Bridgng the Worlds

I can’t speak for writers of other genres — or even for other fantasy writers — but sometimes I truly understand what it’s like to walk between the worlds.  I live in so many of them, especially when I’m writing.  (And I’m always writing.)

There is the world of home:  housework to avoid, laundry to do, hobbies, etc.

There is the public world: writing groups, shopping, errands to run — anything that requires that I put on a bra and something other than baggy sweat pants.

There is the world of work.  I’m a nurse at a jail and my job requires a completely different mindset than the “outside.”  More security conscious, disciplined, alert, focused, deadlines/time frames, dealing with people, setting and enforcing boundaries and rules.

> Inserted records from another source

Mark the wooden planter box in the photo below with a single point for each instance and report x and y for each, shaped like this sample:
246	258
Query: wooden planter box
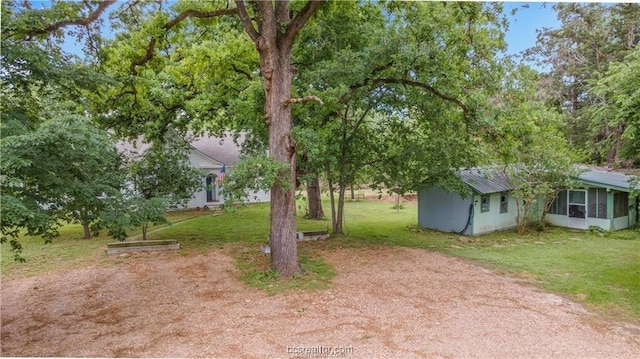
137	246
312	235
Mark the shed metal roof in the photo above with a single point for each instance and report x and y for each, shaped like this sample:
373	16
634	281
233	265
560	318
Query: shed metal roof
615	180
485	181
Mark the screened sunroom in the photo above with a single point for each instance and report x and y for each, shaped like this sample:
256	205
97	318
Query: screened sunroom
602	200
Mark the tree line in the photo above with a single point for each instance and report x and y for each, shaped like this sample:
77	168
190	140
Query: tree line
397	95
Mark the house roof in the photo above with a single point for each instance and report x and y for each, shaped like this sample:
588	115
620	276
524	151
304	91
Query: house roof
610	179
485	181
220	149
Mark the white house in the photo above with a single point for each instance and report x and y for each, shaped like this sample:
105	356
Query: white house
209	155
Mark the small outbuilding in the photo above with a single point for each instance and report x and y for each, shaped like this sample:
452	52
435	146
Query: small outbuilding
600	198
487	205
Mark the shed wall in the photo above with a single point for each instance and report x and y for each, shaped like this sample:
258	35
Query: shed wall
493	220
443	211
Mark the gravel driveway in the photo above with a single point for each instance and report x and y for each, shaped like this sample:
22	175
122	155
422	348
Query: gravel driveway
384	303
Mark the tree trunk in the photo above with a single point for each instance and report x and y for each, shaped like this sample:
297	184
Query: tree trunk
338	227
315	200
275	64
332	198
273	33
144	232
87	230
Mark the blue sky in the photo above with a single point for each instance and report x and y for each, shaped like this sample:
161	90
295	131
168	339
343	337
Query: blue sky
523	25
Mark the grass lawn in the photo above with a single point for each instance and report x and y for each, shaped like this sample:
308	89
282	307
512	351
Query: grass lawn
601	271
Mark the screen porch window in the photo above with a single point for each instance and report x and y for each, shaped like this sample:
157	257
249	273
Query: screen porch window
597	203
577	203
559	205
484	203
504	203
620	204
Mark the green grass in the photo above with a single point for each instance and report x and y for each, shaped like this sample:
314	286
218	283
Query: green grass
602	271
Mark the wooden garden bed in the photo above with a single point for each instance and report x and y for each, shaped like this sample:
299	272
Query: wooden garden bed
137	246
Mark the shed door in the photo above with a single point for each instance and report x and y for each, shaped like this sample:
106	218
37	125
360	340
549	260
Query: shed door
211	190
577	208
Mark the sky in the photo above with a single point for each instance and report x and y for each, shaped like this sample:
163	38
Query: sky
523	25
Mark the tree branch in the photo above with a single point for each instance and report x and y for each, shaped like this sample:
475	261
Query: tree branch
173	22
200	15
303	99
299	20
246	21
425	86
78	22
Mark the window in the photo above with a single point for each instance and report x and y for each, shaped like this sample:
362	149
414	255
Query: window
577	203
620	204
504	203
559	205
597	203
484	203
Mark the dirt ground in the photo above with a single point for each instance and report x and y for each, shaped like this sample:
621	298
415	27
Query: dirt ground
384	303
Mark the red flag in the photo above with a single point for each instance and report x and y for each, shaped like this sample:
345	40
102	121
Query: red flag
220	177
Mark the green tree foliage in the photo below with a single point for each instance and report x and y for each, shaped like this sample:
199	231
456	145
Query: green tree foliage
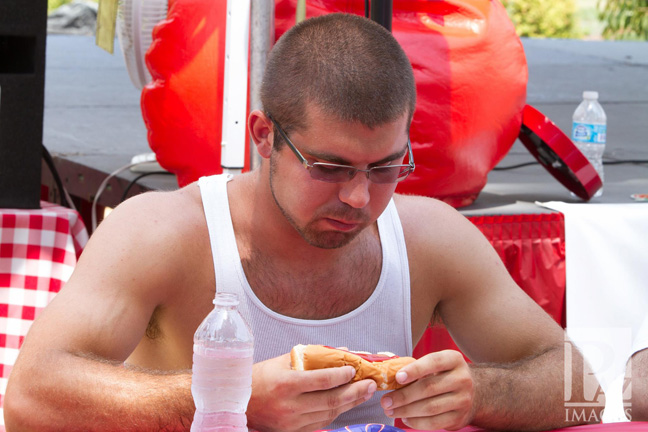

And then there are the worlds of whatever I am writing.  Those worlds become as real and vivid to me as my apartment and the jail and the road between the two.  (And I have been known to have three of them sharing space in my head at any given time.)

I have a long drive:  roughly an hour each way, most of it on a four lane highway.   This could be considered lost time, but it isn’t:  I use it for writing.

My journey begins and ends with bridges.  I cross the Allegheny River as I start off on my way to work: shortly thereafter I am on a four-lane highway, and except for a construction zone (or two or three or four – this is Pennsylvania and it is summer…) my drive becomes fairly mindless and home reality drifts away and novel reality takes over.

Until I cross the Allegheny River again and have to bring myself back to the reality of the city and of work.

I do a lot of “writing” while driving:
planning novels
working out plot issues
talking to my characters
working through scenes that play out in my head like a movie superimposed on the reality of the road

But even with the bridges as boundaries it can be hard to switch from one reality – one frame of mind – to another.  The world of work is the hardest one for me to break free of.  It is stressful and frustrating and draining, and a large part of my drive home is spent trying to wind down, to step out of that world and into the one of home.

Writing helps form a bridge between the two.  It’s hard to get out of the jail mentality and the worlds of my novels help.  I can’t stay in them as well on the way home as I do on the way to work – work is more intrusive than home – but they do help me switch gears.

Writing is not just my passion, it is also my escape from jail.